Je rappelle à Mathieu ce qu’il me confia il y a quelque temps, il a lui-même 8 ans, son père est comme d’habitude en voyage d’affaires, et sa mère reçoit bien trop souvent un «ami» dont il n’apprécie guère la présence. Et ce doute térébrant sur la nature de leur relation, et donc sur son origine. Un autre fantôme des fonds marins, une autre tectonique de plaques.
Le soir même, Mathieu lit à son fils l’histoire du très gentil monsieur qui a donné sa graine, les graines du papa étaient abîmées, une histoire où l’on n’est pas trop de deux pour qu’une belle œuvre s’accomplisse.

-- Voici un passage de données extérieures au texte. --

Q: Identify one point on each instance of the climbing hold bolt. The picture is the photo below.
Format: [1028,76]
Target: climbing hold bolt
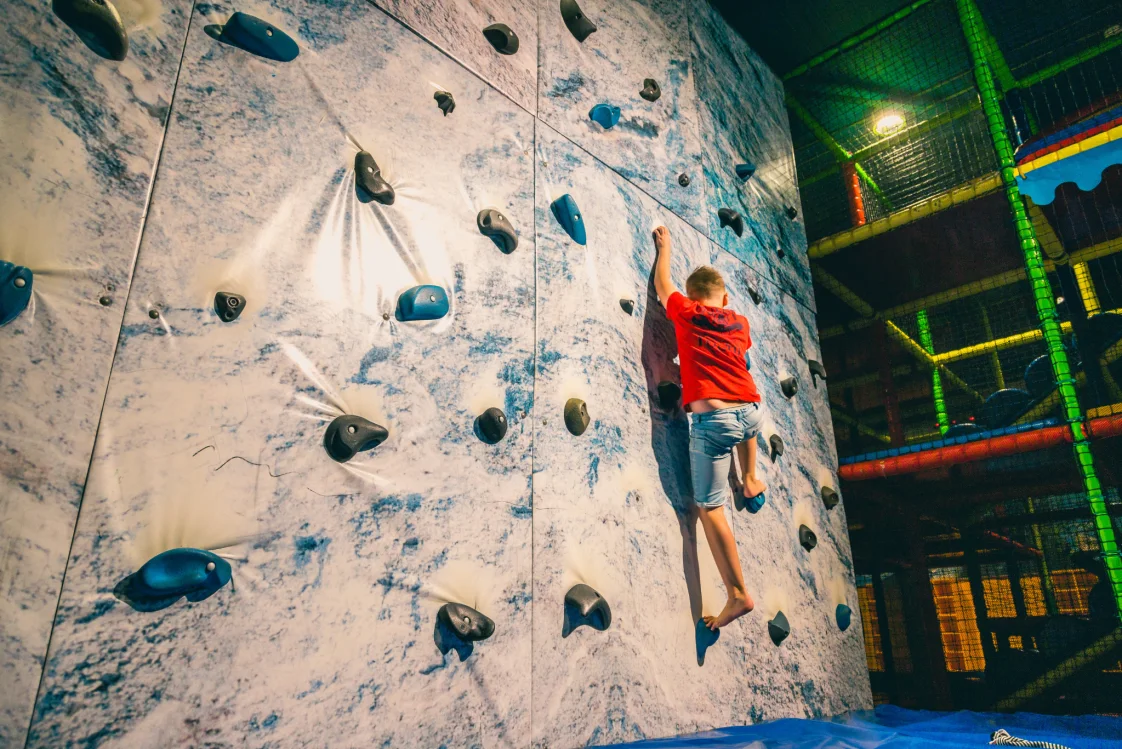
[669,394]
[490,425]
[349,434]
[500,37]
[585,607]
[229,305]
[576,20]
[790,386]
[97,24]
[258,37]
[16,283]
[426,302]
[732,219]
[844,616]
[576,416]
[606,116]
[567,213]
[444,101]
[779,628]
[496,225]
[807,537]
[469,625]
[369,181]
[176,573]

Nul ne peut y échapper, il y a des fantômes dans toutes les familles : des aïeux, des disparus, des enfants non nés, des amants cachés… est-ce la peine d’en rajouter ? D’institutionnaliser des fabriques de fantômes, comme ces procréations fondées sur le principe du strict anonymat ? Plus ces fantômes sont nommables, identifiables, repérables, plus il est aisé de leur ôter leur pouvoir maléfique, et de les intégrer dans la narration familiale, au moins en partageant des fantaisies autour de leur existence. Le mystérieux inconnu, qui a donné sa petite graine, est un gentil fantôme, pas un fantôme qui hante la chambre de l’enfant. Un membre de la famille, au même titre que le grand-père mort avant sa naissance. Peut-être même que s’il le souhaite, et que la loi change, il pourra un jour le rencontrer. Le fantôme se dégonfle, trouve une place dans la constellation familiale, bien moins importante que les parents qui, eux, restent les seuls vrais parents.

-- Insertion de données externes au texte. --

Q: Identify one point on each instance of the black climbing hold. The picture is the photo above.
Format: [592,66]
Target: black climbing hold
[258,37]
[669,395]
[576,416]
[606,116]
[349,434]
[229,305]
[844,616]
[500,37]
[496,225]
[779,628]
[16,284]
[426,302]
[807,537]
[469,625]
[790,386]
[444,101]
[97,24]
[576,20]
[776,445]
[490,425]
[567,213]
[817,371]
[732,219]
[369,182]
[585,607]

Inscrire ce fantôme, c’est, comme nous l’écrivions, assurer le droit des enfants conçus par don à leur histoire, leur offrir une filiation qui ne soit plus faite pour en effacer une partie, une filiation qui n’entre plus en compétition avec la complexité de leur origine.
Mais s’il est une révolution juridique à entériner pour assurer la pérennité des familles qui s’éloignent du modèle de la famille unique, nous avons aussi à opérer une révolution psychique pour réaliser à quel point ce que l’on peut appeler les «réalités technologiques de la reproduction» a bouleversé nos représentations se rapportant aux reproductions sexuelles. Ces réalités contemporaines demandent que nous commencions à distinguer la pénétration hétérosexuelle des fantasmes de scène primitive et de conception qui, jusqu’à aujourd’hui, étaient considérées comme une seule et même chose.

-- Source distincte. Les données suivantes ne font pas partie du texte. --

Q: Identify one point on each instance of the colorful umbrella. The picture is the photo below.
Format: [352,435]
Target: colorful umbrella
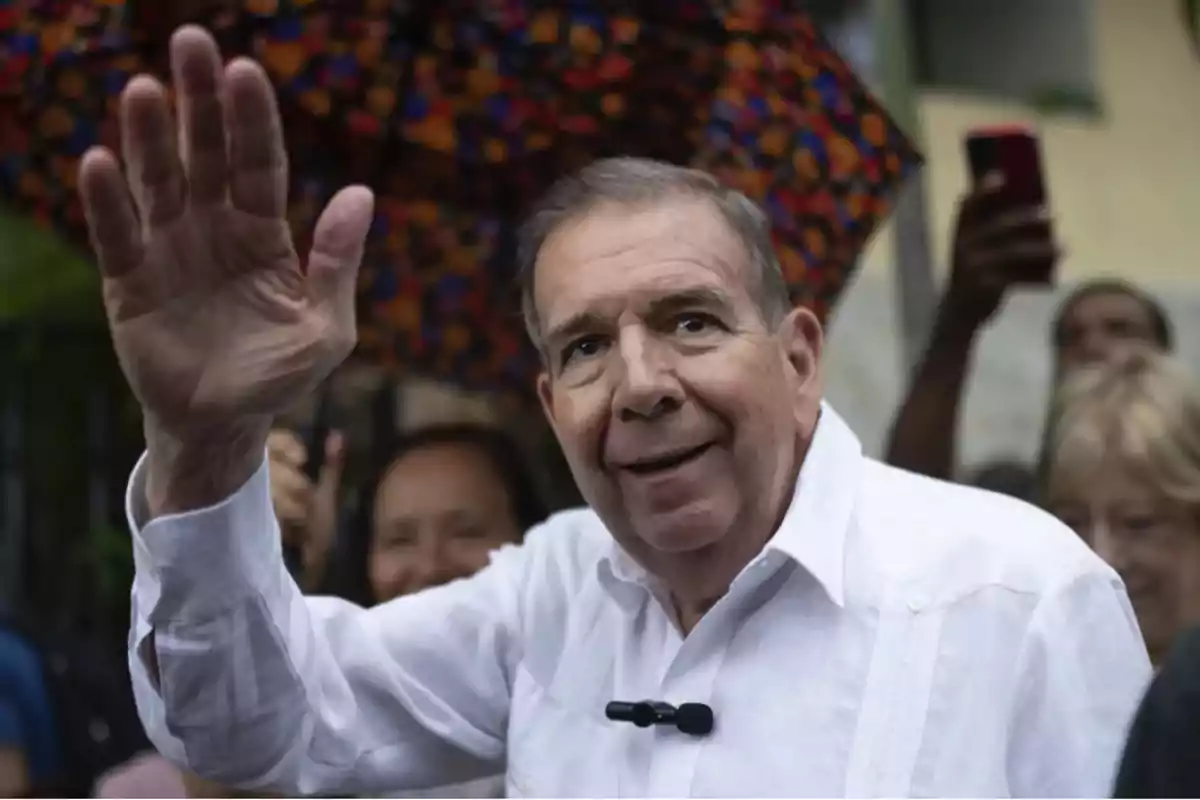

Toutes les sexualités, tous les modes de procréation, toutes les familles ont droit à une visibilité, à une dignité, à une sécurité de par la loi. Toute famille pourra ainsi créer ses discours, ses romans, ses mythes, sa rêverie familiale porteuse de sens pour tous ses membres. Aidons toutes familles à tenir ensemble, à s’assembler et à se séparer. A fabriquer la famille (2). Et finalement la société.
(1) «PMA, don et stigmate : parlons-en» Libération, du 13 mai ; et «PMA : de futurs enfants stigmatisés par le droit ?», Libération, du 3 mai.
(2) La Fabrique de la famille, Serge Hefez, Kero, 2016.